J. Soil Sci. Plant Nutr. vol.16 no.4 Temuco dic. 2016 


Gene expression related to molybdenum enzyme biosynthesis in response to molybdenum deficiency in winter wheat


Zhaojun Nie1, 2, Chengxiao Hu1, Qiling Tan1, Xuecheng Sun1*


1Research Center of Trace Elements, Huazhong Agricultural University, Wuhan 430070, China.

*Corresponding author:

2Resources and Environment College, Henan Agricultural University, Zhengzhou 450002, China.
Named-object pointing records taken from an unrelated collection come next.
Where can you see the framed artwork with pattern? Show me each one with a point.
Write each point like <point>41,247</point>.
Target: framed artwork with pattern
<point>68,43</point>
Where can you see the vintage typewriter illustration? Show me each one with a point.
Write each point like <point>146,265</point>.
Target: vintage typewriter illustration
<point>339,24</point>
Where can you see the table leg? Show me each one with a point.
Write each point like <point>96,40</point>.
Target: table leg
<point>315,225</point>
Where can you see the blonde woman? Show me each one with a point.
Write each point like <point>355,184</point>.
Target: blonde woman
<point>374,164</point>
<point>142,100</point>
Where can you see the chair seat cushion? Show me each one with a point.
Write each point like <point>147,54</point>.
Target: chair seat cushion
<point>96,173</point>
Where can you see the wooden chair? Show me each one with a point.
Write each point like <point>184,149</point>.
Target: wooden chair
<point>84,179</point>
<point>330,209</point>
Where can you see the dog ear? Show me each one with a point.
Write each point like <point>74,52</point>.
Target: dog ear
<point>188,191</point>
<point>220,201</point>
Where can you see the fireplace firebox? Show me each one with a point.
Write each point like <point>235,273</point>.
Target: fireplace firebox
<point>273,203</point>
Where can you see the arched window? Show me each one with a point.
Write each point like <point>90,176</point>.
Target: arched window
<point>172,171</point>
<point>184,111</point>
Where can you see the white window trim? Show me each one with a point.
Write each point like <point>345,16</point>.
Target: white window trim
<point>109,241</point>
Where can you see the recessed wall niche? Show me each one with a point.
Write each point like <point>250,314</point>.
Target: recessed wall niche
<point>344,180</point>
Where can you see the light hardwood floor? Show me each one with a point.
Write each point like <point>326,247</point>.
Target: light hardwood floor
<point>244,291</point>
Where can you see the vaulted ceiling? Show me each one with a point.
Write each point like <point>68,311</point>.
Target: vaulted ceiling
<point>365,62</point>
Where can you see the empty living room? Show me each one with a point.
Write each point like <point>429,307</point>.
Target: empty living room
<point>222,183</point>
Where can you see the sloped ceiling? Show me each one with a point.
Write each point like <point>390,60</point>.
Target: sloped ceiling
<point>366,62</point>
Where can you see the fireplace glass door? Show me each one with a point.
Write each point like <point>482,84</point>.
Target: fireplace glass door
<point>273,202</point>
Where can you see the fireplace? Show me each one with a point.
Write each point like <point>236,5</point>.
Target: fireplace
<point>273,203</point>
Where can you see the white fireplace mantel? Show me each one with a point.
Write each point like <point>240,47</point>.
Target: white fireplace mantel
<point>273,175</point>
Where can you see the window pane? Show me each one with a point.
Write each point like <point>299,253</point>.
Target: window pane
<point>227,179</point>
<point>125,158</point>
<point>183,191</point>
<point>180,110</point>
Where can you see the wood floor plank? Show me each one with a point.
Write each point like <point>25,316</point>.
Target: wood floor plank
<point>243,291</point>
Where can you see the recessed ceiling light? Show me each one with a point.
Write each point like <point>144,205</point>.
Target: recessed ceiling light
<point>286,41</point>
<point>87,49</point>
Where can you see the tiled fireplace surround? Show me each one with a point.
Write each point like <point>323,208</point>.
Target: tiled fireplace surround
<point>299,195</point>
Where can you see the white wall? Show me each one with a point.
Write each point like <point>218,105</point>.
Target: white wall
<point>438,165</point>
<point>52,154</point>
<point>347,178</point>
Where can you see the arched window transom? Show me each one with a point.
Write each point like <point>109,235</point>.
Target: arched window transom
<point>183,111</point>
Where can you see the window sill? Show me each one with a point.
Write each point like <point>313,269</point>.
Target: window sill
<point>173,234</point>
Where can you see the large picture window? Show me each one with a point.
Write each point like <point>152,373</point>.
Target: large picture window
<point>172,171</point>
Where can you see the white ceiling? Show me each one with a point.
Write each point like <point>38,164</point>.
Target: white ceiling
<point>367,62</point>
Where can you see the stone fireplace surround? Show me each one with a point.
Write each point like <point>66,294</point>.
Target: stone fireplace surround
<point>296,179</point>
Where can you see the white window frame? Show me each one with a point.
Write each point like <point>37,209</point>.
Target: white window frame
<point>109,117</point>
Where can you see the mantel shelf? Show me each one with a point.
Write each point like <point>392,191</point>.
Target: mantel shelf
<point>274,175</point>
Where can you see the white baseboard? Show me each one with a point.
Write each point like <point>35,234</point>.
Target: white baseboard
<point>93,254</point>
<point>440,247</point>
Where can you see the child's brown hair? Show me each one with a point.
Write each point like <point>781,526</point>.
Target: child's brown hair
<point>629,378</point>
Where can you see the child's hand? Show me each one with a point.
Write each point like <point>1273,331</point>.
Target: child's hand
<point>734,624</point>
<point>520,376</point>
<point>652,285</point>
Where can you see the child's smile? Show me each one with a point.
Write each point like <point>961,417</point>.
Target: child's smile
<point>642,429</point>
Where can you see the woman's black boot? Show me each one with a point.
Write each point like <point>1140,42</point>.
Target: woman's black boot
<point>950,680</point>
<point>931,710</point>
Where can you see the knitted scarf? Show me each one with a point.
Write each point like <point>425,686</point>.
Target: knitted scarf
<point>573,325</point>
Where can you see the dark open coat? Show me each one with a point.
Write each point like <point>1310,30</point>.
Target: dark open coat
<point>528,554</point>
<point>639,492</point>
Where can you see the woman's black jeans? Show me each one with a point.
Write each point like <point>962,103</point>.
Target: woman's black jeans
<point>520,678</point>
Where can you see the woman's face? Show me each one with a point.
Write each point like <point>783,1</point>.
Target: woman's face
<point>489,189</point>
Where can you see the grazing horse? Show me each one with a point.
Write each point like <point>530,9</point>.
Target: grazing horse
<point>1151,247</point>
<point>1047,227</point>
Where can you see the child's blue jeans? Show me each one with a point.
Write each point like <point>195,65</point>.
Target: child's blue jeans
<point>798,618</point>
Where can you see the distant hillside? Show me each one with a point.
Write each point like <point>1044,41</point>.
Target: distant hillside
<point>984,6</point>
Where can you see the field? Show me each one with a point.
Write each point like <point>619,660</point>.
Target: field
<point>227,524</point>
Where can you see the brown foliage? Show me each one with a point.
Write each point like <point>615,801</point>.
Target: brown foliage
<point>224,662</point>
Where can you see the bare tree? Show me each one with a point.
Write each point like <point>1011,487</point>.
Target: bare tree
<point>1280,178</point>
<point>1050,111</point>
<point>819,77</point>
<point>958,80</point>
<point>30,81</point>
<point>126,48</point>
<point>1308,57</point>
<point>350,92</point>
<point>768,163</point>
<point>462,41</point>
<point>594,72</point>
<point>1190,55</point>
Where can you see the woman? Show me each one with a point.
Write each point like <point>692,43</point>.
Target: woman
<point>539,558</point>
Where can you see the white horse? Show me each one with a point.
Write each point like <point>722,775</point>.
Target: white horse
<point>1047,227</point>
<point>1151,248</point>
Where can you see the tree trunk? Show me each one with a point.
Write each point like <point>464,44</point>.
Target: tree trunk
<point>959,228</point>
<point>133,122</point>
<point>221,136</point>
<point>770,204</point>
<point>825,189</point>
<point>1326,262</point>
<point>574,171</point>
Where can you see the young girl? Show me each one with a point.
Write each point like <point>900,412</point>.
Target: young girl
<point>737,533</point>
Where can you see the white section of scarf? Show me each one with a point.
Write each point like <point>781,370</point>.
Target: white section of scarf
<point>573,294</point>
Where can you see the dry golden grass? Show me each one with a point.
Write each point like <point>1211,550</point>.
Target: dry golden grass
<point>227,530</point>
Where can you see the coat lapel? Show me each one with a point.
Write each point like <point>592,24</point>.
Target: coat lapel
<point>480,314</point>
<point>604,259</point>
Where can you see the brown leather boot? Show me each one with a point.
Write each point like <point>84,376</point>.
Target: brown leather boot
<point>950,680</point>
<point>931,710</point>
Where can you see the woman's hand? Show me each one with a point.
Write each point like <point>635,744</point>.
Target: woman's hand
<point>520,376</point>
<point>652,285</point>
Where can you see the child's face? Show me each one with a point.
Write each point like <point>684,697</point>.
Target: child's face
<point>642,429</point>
Molybdenum (Mo) is an essential trace element for higher plants. Mo enzyme biosynthesis is regulated by several plant genes. A hydroponic trial was conducted to investigate the effect of Mo deficiency on the expression of genes that are related to Mo enzyme biosynthesis in winter wheat. The results showed that Mo deficiency decreased the activities of nitrate reductase (NR), sulphite oxidase (SO), aldehyde oxidase (AO) and xanthine dehydrogenase (XDH) in the leaves or roots of winter wheat by regulating the expression of NR, SO, AO and XDH genes. Mo deficiency induced the expression of TaCnx2 and TaCnx5, which might result in the accumulation of cyclic pyranopterin monophosphate (cPMP) and molybdopterin (MPT) in wheat. Mo deficiency significantly decreased TaCnx1 expression, which is expected to reduce molybdenum cofactor (Moco) formation. Moco shortage induced the expression of TaAba3 in winter wheat. The blockade of Moco biosynthesis under conditions of Mo deficiency might decrease the activities of Mo enzymes.

Keywords: Molybdenum deficiency, molybdenum enzyme biosynthesis, gene expression. winter wheat



1. Introduction

The trace element Molybdenum (Mo) is essential for plant growth. More than 50 Mo enzymes have been found in all organisms and catalyse a variety of redox reactions, but only four(nitrate reductase (NR), sulphite oxidase (SO), xanthine dehydrogenase (XDH), and aldehyde oxidase (AO)) have been found in plants thus far (Mendel and Leimkühler, 2015). Mo enzymes participate in various metabolic processes, such as nitrate assimilation,sulphite detoxification, phytohormone synthesis and purine catabolism, in plants (Mendel and Leimkühler, 2015). Mo deficiency induces the yellowing and whiptail of leaves, as well as depressed photosynthesis, cold resistance, and drought resistance, characteristics that are thought to be related to the inactivation of Mo enzymes under Mo deficiency (Kaiser et al., 2005).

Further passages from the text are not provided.